At the passing of the centenary, Geroulanos and Meyers present an imaginative case for the First World War’s transformative effect on popular and scientific understandings of the human body. Their careful exposition of the spiralling development of the concept of physiological integration in the fields of anthropology, cybernetics and philosophy makes a highly original contribution to 20th-century intellectual history and will provide a fertile springboard for future research.
Linda Maynard is a historian currently researching brotherly love in the First World War.
The Human Body in the Age of Catastrophe: Brittleness, Integration, Science, and the Great War
By Stefanos Geroulanos and Todd Meyers
University of Chicago Press
416pp, £79.00 and £26.50
ISBN 9780226556451 and 56598
Published 12 July 2018
Stefanos Geroulanos, associate professor of European intellectual history at New York University, grew up in Athens and Cephalonia, Greece, and moved to the US to study at Princeton University. He went on to do doctoral work in history, philosophy and comparative literature at Johns Hopkins University, leading to wide-ranging interests in “the history of knowledge, sovereignty, aesthetics and time” as well as medicine.
Throughout his career, says Geroulanos, one of his central concerns has been “how we understand ‘the human’ – how definitions of humanity have prioritised or excluded particular ways of life, how they play a role in everyday and even physical concerns”. In their new book, he and Todd Meyers have explored “the way doctors and physiologists cared about the human body – how they changed their understanding of it quite radically by having to square wartime injuries with ideas that might or might not ‘work’.”
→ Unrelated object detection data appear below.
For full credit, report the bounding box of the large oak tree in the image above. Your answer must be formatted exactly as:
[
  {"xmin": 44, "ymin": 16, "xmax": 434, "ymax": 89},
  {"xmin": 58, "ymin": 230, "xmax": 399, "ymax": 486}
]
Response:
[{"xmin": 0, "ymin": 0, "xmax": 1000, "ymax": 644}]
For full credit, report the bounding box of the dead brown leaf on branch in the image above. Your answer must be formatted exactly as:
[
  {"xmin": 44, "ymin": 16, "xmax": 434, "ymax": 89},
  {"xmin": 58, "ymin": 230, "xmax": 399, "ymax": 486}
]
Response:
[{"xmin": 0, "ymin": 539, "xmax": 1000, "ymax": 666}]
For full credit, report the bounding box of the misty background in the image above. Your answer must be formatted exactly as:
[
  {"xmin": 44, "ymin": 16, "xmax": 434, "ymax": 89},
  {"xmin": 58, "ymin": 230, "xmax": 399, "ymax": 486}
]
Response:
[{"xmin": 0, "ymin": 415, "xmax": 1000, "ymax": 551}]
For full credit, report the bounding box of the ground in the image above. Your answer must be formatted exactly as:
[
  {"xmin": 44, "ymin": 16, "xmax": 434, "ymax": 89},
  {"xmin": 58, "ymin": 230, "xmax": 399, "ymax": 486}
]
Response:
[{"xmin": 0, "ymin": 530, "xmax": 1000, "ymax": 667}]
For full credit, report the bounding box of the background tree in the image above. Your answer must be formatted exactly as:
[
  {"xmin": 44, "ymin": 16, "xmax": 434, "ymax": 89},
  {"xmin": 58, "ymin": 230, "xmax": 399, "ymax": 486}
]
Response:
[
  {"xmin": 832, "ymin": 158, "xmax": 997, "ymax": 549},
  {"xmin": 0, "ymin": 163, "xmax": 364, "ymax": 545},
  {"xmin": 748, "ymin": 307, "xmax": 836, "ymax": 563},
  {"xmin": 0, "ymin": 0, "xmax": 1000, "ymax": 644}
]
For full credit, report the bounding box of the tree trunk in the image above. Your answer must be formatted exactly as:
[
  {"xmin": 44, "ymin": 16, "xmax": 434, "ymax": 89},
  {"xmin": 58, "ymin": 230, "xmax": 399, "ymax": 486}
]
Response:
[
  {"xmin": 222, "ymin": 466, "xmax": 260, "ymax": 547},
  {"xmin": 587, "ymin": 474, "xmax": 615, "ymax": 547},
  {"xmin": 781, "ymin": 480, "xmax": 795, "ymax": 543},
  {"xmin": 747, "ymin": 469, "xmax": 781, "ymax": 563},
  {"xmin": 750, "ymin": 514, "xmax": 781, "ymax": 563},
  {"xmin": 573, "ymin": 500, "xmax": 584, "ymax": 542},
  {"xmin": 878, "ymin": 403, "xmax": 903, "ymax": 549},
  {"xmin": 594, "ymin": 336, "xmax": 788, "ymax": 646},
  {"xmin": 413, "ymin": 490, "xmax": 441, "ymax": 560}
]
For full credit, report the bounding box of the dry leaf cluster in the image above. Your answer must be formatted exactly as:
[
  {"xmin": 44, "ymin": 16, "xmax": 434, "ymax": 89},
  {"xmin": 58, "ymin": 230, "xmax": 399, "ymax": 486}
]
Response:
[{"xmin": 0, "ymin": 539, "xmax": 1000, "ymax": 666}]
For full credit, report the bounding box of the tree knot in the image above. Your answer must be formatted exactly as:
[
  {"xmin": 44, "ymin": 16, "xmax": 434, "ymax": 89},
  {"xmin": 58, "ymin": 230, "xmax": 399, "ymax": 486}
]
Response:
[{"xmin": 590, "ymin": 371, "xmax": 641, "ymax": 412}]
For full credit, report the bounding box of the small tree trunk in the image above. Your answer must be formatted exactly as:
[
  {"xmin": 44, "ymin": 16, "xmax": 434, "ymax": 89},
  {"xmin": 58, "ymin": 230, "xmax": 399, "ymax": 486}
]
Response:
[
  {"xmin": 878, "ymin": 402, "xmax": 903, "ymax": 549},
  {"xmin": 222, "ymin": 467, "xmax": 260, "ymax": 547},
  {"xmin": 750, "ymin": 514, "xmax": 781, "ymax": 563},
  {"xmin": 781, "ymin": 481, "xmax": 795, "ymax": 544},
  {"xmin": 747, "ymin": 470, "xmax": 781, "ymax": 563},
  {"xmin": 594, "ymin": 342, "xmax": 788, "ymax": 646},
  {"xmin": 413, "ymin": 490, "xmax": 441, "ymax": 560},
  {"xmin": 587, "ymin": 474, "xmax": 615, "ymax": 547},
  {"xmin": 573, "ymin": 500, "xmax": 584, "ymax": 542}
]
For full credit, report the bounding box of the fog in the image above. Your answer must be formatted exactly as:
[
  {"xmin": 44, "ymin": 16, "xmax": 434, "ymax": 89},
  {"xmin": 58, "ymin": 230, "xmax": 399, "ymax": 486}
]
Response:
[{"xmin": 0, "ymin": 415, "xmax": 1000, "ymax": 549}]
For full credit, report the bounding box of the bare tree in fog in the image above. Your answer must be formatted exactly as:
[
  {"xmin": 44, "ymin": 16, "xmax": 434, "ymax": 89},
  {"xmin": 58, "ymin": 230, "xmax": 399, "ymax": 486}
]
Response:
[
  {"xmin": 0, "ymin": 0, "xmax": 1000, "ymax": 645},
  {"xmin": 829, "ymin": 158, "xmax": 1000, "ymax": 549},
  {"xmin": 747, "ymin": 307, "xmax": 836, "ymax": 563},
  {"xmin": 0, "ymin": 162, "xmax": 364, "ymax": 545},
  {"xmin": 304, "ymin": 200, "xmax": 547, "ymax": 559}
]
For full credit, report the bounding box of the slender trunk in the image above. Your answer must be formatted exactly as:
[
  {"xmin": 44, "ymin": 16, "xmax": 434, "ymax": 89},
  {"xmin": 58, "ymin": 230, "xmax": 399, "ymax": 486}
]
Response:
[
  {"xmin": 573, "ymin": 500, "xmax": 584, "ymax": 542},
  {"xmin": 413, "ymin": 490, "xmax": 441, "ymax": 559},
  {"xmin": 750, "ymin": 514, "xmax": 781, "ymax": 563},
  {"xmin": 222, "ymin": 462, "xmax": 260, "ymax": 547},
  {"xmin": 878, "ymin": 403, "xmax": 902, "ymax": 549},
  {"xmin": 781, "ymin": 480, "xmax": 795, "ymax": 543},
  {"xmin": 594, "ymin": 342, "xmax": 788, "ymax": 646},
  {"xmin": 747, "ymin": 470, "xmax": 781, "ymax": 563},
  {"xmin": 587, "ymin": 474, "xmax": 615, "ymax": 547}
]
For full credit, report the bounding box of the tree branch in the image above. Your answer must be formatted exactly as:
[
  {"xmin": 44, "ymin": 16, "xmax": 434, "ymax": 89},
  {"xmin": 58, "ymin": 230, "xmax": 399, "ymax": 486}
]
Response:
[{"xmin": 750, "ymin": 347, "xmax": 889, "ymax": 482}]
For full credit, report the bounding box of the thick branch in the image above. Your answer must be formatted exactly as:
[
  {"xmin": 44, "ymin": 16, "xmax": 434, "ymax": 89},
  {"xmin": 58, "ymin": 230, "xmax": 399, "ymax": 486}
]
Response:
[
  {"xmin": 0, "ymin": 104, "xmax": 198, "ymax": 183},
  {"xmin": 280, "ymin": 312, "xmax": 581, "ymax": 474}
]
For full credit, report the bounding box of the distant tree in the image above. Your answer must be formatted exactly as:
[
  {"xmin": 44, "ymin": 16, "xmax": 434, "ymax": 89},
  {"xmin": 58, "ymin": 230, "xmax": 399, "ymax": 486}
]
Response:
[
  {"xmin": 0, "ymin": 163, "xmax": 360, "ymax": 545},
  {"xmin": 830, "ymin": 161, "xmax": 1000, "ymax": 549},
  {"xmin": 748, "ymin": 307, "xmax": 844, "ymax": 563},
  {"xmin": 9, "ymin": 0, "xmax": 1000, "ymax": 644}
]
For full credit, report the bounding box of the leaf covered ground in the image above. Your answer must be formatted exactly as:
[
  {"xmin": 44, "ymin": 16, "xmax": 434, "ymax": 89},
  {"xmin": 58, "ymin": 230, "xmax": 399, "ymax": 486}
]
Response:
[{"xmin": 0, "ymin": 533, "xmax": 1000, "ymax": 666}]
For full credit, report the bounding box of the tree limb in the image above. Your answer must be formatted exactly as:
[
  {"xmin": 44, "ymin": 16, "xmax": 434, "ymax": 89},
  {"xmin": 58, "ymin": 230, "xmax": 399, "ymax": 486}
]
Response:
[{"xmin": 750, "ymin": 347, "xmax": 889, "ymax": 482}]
Todd Meyers, director of the Center for Society, Health, and Medicine at NYU Shanghai, grew up in Indiana and Belgium before studying painting at the School of the Art Institute of Chicago and volunteering for the Peace Corps in Papua New Guinea. While doing graduate studies in anthropology at Johns Hopkins, he “also spent considerable time at the Institute of the History of Medicine” and developed an interest in “palliative care, adolescence, opioid addiction and clinical treatment settings”. Most of his later projects have addressed “the tension between the experience of illness or injury and categories developed and assigned by medicine”.
Asked about the relevance of their research to current debates, Meyers points to the question of “the status of the injured soldier both at war and returning to civilian life…the expectations of healing and reintegration into society are still sorely out of step with the realities of harm and the resources needed to make return possible”.